10,004 days (or 1,429 weeks or 329 months or 27 yrs and 5 months), is the number of days between the date on Nick’s birth certificate and the date on his death certificate. Today starts the 5th anniversary of the absolute worse experience in our lives. But first let’s look at who Nick was.
And I’d give up forever to touch you
Nick was exceptional by most accounts. I know all parents say these things but we didn’t cultivate his exceptionalism – he did. When Nick was still in a car seat (maybe 4 or 5) he would read the big green overhead highway signs as we drove down the road. When he was in the 4th grade (10) he was a participant in a study conducted by Johns Hopkins University. They told us he had a reading comprehension level of a college student. Nick by age 11, had become a big Michael Crichton fan and would burn through a book over a weekend. He was too smart for school, at a parent/teacher meeting, we were asked what we thought Nick’s “problem” was. I told the principal “he learned to read” and you guys can’t teach. Needless to say, I was persona non-grata at the school
‘Cause I know that you feel me somehow.
When Nick graduated high school, he joined the Marine Corps, specializing in airfield operations – they trained him to be a firefighter. He was deployed to the Al Asad airbase in Iraq where he received a commendation for what he called “smart thinking.” And I added, “yeah while being shot at.”

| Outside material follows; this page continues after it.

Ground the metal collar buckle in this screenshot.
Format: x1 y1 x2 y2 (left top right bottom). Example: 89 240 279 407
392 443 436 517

You’re the closest to heaven that I’ll ever be
After his discharge from the Marine Corps, Nick went to college but it wasn’t his thing, saying it was “dumb” and failed to teach students any useful skills. Nick was good with computers and built his own. He landed an IT job with a medical firm where he found his groove. He had a girlfriend, bought a new car, and was searching for a house or apartment. His employer had plans for Nick until that one night.
And all I can taste is this moment
We’ve been to counselors, and support groups: some helped, most did not. Society is “uncomfortable with the topic…people will either try to avoid discussing it or offer comfort by talking about their “own experience,” which is not a helpful response. Birthdays, holidays, and the anniversary of the loss are particularly painful. We stopped celebrating birthdays, blew off Christmas completely one year, and have played it down ever since. If you are uncomfortable talking to people about their loss, I recommend reading the following article What to Say to Someone Who Lost Loved One. It contains by far the best advice I’ve come across.
And all I can breathe is your life
If I haven’t lost you, tonight hug everyone you love because you never know. Live as if tomorrow may never come; live every moment of your life surrounded by those you love. As Paul McCartney once sang “All your life, you were only waiting for this moment to arise.” Don’t meet that moment with regret.